There is, however, another Sardinia, an inland rural Sardinia peopled by farmers and mountain people for whom the biggest preoccupation is not the latest haircut sported by David Beckham but rather how to curb the "Blue Tongue" plague that has done serious damage to the island's sheep herd.
Since prehistoric times, Sardinia has had a mainly pastoral economy. Even today more than half the island (the second biggest in the Mediterranean after Sicily) is suitable for grazing, long summer heat notwithstanding.
For those of us who live on the mainland (Sardinians speak of "the continent"), Sardinia is synonymous with good sheep's cheese such as Fiore Sardo.
Padru, whilst close to the coast, is one such rural Sardinian community.

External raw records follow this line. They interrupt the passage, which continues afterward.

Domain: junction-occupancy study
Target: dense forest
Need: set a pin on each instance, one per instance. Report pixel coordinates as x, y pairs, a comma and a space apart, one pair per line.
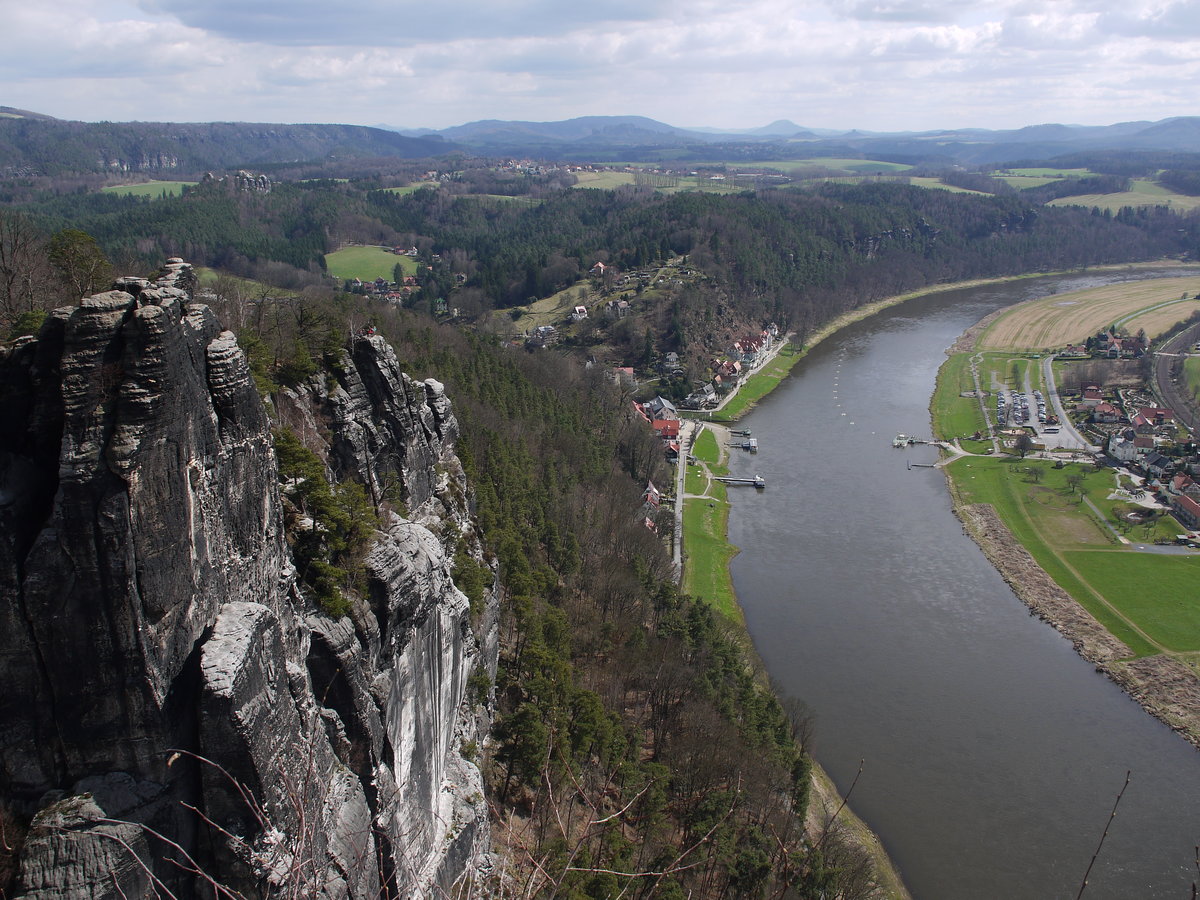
635, 750
808, 253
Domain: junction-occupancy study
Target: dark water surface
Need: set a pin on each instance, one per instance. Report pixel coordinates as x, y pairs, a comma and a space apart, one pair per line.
993, 751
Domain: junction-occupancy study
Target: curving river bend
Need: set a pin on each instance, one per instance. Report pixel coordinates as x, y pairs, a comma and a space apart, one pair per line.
993, 751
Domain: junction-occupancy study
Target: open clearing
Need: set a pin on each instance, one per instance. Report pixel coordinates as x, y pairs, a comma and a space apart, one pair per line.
1072, 546
1143, 193
367, 263
409, 189
1056, 321
150, 189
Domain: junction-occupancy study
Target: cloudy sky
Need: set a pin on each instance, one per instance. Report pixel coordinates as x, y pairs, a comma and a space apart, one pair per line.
882, 65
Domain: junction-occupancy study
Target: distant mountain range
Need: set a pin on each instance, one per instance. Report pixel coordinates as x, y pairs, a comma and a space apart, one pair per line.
576, 138
31, 143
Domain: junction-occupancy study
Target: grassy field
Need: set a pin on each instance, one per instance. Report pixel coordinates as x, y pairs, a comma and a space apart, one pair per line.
706, 568
409, 189
1170, 613
706, 448
1053, 322
604, 180
707, 551
954, 415
1023, 183
1141, 193
367, 263
1050, 522
1192, 372
150, 189
936, 184
1043, 172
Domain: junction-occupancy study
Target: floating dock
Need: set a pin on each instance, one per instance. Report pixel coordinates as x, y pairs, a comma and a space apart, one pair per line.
756, 481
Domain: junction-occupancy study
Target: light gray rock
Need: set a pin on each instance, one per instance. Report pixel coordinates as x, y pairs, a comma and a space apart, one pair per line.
157, 654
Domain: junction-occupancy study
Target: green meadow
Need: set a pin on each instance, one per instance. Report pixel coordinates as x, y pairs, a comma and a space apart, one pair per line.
150, 189
366, 263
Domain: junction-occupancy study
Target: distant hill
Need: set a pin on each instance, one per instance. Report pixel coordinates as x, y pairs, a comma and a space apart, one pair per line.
42, 145
33, 144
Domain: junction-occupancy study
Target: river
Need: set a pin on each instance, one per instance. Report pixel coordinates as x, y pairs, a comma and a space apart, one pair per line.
993, 753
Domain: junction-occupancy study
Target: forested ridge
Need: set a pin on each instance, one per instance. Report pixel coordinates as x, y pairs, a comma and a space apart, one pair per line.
813, 253
636, 748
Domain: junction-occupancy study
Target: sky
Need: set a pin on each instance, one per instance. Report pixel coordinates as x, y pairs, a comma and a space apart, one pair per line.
876, 65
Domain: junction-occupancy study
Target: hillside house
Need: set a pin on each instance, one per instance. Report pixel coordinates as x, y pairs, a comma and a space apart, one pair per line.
1187, 510
1157, 465
661, 408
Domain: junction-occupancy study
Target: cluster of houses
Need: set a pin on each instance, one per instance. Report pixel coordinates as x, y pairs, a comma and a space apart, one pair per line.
664, 418
744, 355
1137, 432
384, 289
1109, 345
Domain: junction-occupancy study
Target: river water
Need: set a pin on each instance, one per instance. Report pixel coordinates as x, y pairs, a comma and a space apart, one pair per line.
993, 754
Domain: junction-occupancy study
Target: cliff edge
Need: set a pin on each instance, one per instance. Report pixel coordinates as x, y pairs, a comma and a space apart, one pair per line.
177, 713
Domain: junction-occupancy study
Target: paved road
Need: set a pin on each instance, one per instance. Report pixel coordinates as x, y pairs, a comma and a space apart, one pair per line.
1170, 394
1068, 437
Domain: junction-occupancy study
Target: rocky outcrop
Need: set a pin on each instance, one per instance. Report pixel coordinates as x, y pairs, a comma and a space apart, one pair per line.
172, 701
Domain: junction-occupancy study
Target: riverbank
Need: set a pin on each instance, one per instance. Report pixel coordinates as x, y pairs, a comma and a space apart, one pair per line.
1122, 640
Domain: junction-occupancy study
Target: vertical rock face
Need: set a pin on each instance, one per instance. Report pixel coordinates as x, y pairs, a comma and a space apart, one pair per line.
161, 665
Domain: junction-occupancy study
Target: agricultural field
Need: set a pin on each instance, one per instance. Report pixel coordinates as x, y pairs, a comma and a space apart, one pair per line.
366, 263
1043, 172
604, 180
150, 189
1054, 322
851, 167
1021, 183
409, 189
1143, 193
936, 184
1080, 551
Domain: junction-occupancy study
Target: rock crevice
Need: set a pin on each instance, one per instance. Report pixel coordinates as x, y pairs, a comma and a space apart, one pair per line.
162, 665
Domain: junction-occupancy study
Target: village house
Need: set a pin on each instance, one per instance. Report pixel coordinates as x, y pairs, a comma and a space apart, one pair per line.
624, 376
1187, 510
661, 408
1121, 448
1157, 465
1090, 395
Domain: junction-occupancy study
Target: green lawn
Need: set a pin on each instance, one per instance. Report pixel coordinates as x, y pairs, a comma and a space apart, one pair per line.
694, 480
1157, 592
409, 189
367, 263
937, 184
1141, 193
954, 415
706, 569
706, 449
150, 189
1083, 556
1192, 372
1050, 173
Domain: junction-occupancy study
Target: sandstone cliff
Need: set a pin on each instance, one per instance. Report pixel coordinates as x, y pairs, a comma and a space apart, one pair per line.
174, 708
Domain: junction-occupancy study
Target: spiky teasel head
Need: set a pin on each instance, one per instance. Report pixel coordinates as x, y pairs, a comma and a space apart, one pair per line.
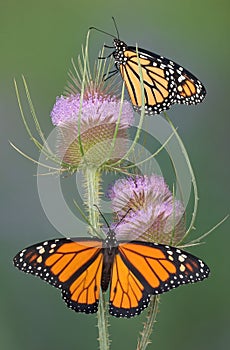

People from the town find work either in the forestry services or, in the summer season, in the tourist trade on the coast.
This week's festival, masterminded by Padru mayor Mr Antonio Satta and promoted behind the scenes by former Italian president and active hibernophile Mr Francesco Cossiga, is a modest attempt to remind people, both potential tourists and not, that Sardinia is about more than sand and sea.
The mayor says the "agri-turismo" trade (farmhouse holidays which often include horse-riding) does well around Padru. He hopes that this week's exchange with representatives of the Irish horse industry such as Ms Mary McCann (former Irish Horse Board member and owner of the Hartwell Stud, home to famous stallion Cruising) will help people in the trade in these parts.
As for the nine Irish artists - Peter Behan, Fionnula Collins, Anne Donnelly, Breda Ennis, Elaine Leader, Katherine Liddy, Maeve O'Keefe, Laurence O'Toole and Brian Smyth - they will be taking part in the fifth edition of Padru's "Premio Internazionale di Pittura".
For once, the visiting artists will be expected to do more than merely exhibit their work by day before being wined and dined by night.
The good burghers of Padru have invited the visiting artists to come up with some sort of work during their two- or three-day stay in Sardinia, work that will take its inspiration from their new-found surroundings and work they will be expected to leave in Padru by way of a thank you. One wonders just how the artists will respond to this "command performance" call.
Given the Beef Or Salmon connection, who knows if one of our young artists might not take an equestrian inspiration for their work? Whatever they come up with, the Irish artists and indeed all the Irish visitors to Padru this week are sure to enjoy themselves.